Selain Bulls, ada 14 tim lain yang bernasib sama. Padahal—jika melihat sejarahnya—di antara mereka mengalir “darah juara”. Sedikitnya, dari 14 tim itu, ada delapan yang pernah mencicipi gelar bergengsi.
Kendati begitu, entah karena bermaksud meregenerasi tim atau dengan alasan lain, tim-tim berdarah juara itu tidak lagi menjadi juara. Bahkan untuk bertarung merebutkan gelar juara pascamusim reguler pun mereka tidak berhak.
Bagaimanapun, seperti dalam sajak “Pemberian Tahu” karya Chairil Anwar, nasib adalah kesunyian masing-masing. Jika dulu tim-tim tersebut memang pernah juara, kini mereka begitu semenjana. Sekali lagi, entah karena bermaksud meregenerasi atau dengan alasan lain, mereka menanggung sendiri hasilnya.
Dalam menyambut playoff ini, Mainbasket kemudian mengumpulkan potongan sejarah kedelapan tim itu; kapan mereka pernah juara, mengapa tidak juara lagi sampai kapan terakhir kali menembus playoff.
(Baca juga: Tim-tim Semenjana di NBA yang Berdarah Juara (1/2))
Berikut tim-tim semenjana berdarah juara tersebut:
New York Knicks (1970 dan 1973)
Kepala Pelatih Red Holzman mengarahkan timnya, New York Knicks, ketika bertanding di NBA. Foto: Demaria/NY Daily News
Sama seperti tetangganya, New York Knicks memiliki sejarah panjang. Terbentuk pada 1946, Knicks baru bisa menjuarai NBA pada 1970. Ketika itu Kepala Pelatih Williams "Red" Holzman, salah satu pelatih terbaik dalam sejarah Knicks, membawa timnya menjalani musim terbaik mereka setelah terpuruk di musim-musim sebelumnya.
Knicks berhasil melaju ke final di tahun itu, menghadapi Los Angeles Lakers di laga pertaruhan. Kedudukan sempat imbang 2-2 sehingga kedua tim memaksa pertandingan ke pertandingan kelima. Willis Reed, kapten Knicks, kemudian mengalami cedera otot di kaki kanannya di kuarter dua dan absen di sisa pertandingan. Namun, Knicks berhasil menyelamatkan diri dan memenangkan pertandingan.

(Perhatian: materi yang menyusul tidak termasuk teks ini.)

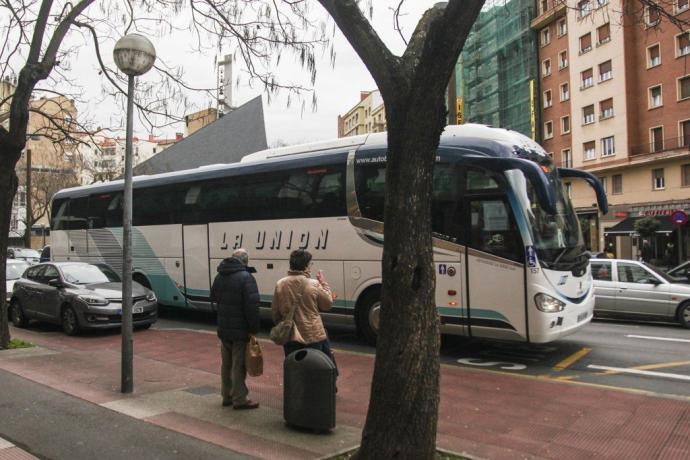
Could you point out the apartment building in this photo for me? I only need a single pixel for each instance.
(49, 157)
(367, 116)
(615, 101)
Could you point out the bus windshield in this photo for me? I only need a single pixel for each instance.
(556, 237)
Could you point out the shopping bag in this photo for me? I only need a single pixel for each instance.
(254, 360)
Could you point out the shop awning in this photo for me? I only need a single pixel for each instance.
(627, 226)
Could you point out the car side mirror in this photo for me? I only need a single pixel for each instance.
(55, 282)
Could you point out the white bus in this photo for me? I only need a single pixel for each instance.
(510, 259)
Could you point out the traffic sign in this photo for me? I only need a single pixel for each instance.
(679, 217)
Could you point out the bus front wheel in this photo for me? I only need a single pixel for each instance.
(369, 314)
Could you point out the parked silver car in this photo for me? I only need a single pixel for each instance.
(77, 296)
(638, 290)
(681, 272)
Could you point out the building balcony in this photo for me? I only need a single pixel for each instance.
(671, 144)
(554, 10)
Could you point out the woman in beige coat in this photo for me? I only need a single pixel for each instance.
(312, 296)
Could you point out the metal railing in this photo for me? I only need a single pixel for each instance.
(671, 143)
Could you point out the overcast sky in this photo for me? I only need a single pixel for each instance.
(337, 87)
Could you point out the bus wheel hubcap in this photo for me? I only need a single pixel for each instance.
(375, 316)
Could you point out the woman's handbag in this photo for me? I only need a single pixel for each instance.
(254, 358)
(282, 332)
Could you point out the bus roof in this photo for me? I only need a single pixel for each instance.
(485, 140)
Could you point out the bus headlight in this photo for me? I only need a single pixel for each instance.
(548, 304)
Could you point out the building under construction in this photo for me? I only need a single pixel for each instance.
(499, 68)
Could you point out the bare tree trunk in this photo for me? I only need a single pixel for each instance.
(402, 418)
(8, 187)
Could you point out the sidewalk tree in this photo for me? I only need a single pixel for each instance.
(403, 410)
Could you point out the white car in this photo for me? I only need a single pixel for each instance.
(13, 272)
(638, 290)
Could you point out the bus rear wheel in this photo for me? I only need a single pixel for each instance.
(368, 315)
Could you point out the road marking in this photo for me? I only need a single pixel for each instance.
(500, 364)
(570, 360)
(658, 338)
(640, 372)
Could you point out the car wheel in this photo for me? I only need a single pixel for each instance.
(70, 323)
(17, 314)
(684, 315)
(368, 314)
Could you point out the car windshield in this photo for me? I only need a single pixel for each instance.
(87, 274)
(659, 272)
(15, 270)
(26, 253)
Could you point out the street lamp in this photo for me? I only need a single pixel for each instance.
(134, 55)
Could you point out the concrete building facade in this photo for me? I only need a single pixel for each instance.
(628, 74)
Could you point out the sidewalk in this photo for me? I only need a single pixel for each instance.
(9, 451)
(482, 414)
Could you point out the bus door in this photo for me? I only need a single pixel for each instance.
(77, 244)
(495, 267)
(197, 280)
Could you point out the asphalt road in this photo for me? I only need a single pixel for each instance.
(52, 425)
(640, 356)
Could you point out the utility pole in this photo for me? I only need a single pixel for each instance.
(27, 232)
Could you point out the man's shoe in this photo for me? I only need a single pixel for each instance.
(248, 405)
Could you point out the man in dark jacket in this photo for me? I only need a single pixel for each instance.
(235, 293)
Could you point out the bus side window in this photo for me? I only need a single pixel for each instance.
(446, 209)
(79, 208)
(370, 184)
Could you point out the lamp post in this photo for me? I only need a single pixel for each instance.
(134, 55)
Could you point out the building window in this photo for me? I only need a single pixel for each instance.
(653, 56)
(617, 184)
(605, 71)
(588, 114)
(652, 15)
(565, 92)
(562, 27)
(589, 150)
(684, 132)
(586, 43)
(603, 34)
(603, 184)
(606, 109)
(683, 44)
(655, 99)
(685, 175)
(684, 87)
(658, 179)
(586, 79)
(562, 60)
(546, 67)
(545, 36)
(608, 146)
(656, 139)
(566, 158)
(584, 8)
(682, 5)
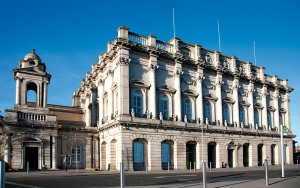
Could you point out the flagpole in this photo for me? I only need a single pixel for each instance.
(254, 48)
(219, 35)
(173, 15)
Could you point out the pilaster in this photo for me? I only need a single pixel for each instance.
(219, 114)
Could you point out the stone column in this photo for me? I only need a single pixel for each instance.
(7, 154)
(123, 89)
(276, 106)
(54, 152)
(152, 91)
(199, 99)
(236, 111)
(87, 110)
(177, 96)
(18, 91)
(287, 115)
(264, 111)
(94, 106)
(45, 94)
(109, 93)
(100, 101)
(219, 109)
(88, 153)
(251, 107)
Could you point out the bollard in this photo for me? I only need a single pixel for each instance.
(27, 167)
(266, 172)
(2, 174)
(122, 179)
(204, 174)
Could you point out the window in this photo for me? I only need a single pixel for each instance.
(270, 123)
(207, 110)
(187, 109)
(164, 107)
(226, 114)
(256, 118)
(76, 153)
(137, 103)
(138, 156)
(242, 115)
(165, 153)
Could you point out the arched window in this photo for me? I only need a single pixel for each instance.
(242, 115)
(187, 109)
(256, 118)
(226, 114)
(76, 153)
(270, 123)
(281, 119)
(164, 107)
(207, 111)
(138, 103)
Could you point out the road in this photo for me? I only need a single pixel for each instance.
(80, 179)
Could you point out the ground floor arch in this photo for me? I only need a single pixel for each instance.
(211, 154)
(167, 154)
(260, 154)
(246, 155)
(103, 156)
(191, 154)
(140, 153)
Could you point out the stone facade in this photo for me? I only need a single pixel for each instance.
(153, 105)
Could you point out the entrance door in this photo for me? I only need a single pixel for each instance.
(190, 154)
(211, 154)
(246, 155)
(260, 154)
(31, 156)
(230, 158)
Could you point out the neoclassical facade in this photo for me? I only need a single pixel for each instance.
(152, 105)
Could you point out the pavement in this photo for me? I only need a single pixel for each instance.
(287, 182)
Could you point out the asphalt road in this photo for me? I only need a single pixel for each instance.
(80, 179)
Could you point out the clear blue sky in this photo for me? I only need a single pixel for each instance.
(69, 35)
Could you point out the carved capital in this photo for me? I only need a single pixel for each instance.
(178, 73)
(124, 61)
(152, 67)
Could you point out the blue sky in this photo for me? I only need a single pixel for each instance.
(69, 35)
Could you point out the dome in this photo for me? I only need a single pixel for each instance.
(32, 56)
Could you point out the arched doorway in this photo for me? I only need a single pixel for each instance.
(273, 154)
(211, 152)
(113, 154)
(167, 148)
(140, 146)
(260, 154)
(103, 156)
(246, 155)
(191, 154)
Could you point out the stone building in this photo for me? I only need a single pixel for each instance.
(154, 105)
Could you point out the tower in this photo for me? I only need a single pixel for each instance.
(31, 75)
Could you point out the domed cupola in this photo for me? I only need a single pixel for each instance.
(32, 60)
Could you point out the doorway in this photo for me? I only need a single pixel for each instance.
(31, 156)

Tanpa Reed, Knicks tumbang di pertandingan keenam. Namun, tim ini bisa bangkit di pertandingan terakhir; sebuah penentuan. Reed yang cedera memaksa bermain di pertandingan itu, memasukkan poin pertamanya sebelum berakhir tanpa mencetak angka lagi di sisa pertandingan. Meski tampil tanpa kekuatan penuh, Reed yang cedera menginpirasi pemain lainnya untuk mengerahkan seluruh kemampuan mereka. Knicks pun memenangkan pertandingan terakhir itu dan menjadi juara NBA untuk pertama kalinya, dan Reed merengkuh gelar pemain terbaik final; melengkapi dua gelar pemain terbaik NBA dan All-Star. Ia pun menjadi pemain pertama yang merengkuh tiga gelar pemain terbaik di NBA dalam satu musim.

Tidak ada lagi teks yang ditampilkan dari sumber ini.